Church, who arrived on Colbert’s stage via the show’s “science-mobile” (a golf cart driven by a man in a lab coat with an Einstein bobblehead on the dash), explained how CRISPR enabled scientists to edit DNA more precisely and easily than ever before. The technology has raised concerns about “designer babes” — a prospect scientists say won’t happen for years, if ever — but Colbert took the idea to a different, more comic-booky extreme.

“How are humans being modified right now?” the host asked Church. “Can you give me Wolverine claws?”

To which Church replied: “I think you’re better off without them.”

Humans, of course, aren’t being modified with CRISPR now, but Church pointed out the technology is being used in the lab to make mosquitos resistant to malaria and to explore possible HIV and hepatitis treatments.

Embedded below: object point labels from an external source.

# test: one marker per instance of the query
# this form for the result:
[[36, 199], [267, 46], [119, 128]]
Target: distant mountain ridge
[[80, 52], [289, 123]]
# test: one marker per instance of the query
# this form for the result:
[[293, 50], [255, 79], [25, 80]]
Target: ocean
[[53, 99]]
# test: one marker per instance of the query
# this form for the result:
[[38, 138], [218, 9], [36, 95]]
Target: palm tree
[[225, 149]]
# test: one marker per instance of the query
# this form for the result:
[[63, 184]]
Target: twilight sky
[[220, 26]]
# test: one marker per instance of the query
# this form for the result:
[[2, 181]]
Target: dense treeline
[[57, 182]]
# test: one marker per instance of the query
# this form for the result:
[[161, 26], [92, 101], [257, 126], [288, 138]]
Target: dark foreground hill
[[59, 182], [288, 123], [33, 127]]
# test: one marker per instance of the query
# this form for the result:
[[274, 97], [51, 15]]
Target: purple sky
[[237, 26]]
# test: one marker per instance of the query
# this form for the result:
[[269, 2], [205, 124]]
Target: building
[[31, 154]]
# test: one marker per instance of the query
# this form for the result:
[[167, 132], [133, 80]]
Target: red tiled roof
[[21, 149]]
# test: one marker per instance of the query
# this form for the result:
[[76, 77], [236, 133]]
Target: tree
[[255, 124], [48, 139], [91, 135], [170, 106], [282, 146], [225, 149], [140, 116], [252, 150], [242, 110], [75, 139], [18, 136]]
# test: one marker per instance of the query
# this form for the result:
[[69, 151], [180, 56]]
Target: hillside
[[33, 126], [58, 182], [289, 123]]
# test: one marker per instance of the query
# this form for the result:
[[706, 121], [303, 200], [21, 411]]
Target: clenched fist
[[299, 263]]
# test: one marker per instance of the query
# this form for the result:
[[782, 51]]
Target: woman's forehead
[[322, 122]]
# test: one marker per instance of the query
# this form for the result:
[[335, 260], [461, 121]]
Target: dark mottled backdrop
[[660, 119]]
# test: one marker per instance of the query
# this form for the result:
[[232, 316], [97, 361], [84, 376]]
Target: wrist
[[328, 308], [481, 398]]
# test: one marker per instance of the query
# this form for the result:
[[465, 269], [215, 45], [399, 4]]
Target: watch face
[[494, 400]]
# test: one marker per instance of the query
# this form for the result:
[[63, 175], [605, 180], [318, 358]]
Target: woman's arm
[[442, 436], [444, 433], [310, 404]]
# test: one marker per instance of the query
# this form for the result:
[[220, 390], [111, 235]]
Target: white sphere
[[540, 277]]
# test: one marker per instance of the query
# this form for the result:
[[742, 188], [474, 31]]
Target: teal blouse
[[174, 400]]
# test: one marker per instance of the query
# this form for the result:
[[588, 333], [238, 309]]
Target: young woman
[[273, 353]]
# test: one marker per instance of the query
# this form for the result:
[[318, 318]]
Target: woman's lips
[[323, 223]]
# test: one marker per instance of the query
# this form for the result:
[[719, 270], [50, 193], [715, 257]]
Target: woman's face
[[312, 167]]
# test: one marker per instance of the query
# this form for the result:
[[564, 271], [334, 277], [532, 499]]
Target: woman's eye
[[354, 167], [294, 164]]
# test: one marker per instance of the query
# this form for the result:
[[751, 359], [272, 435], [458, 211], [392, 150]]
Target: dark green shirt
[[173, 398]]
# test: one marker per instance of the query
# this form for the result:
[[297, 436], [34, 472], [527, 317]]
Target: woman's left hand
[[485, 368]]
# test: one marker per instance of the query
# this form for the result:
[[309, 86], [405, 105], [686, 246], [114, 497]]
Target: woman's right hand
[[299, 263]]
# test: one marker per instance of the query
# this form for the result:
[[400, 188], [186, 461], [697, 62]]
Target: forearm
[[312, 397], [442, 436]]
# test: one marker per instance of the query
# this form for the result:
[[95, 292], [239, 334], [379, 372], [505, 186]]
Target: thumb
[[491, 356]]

Colbert also broached the ethical issues involved with gene editing, which scientists have been grappling with in academic journals and at a recent international conference.

Dom Smith/STAT

CRISPR is a tool that acts as a microscopic pair of scissors with the ability to slice DNA.

“Aren’t you playing God, or are you just growing his beard?” Colbert asked Church. (Church appeared on Colbert’s former show, “The Colbert Report,” in 2012, and that conversation included a God’s beard joke as well.)

Church said scientists are more engineers and safety technicians than deities. Geneticists, he said, aren’t in God’s league. “At all.”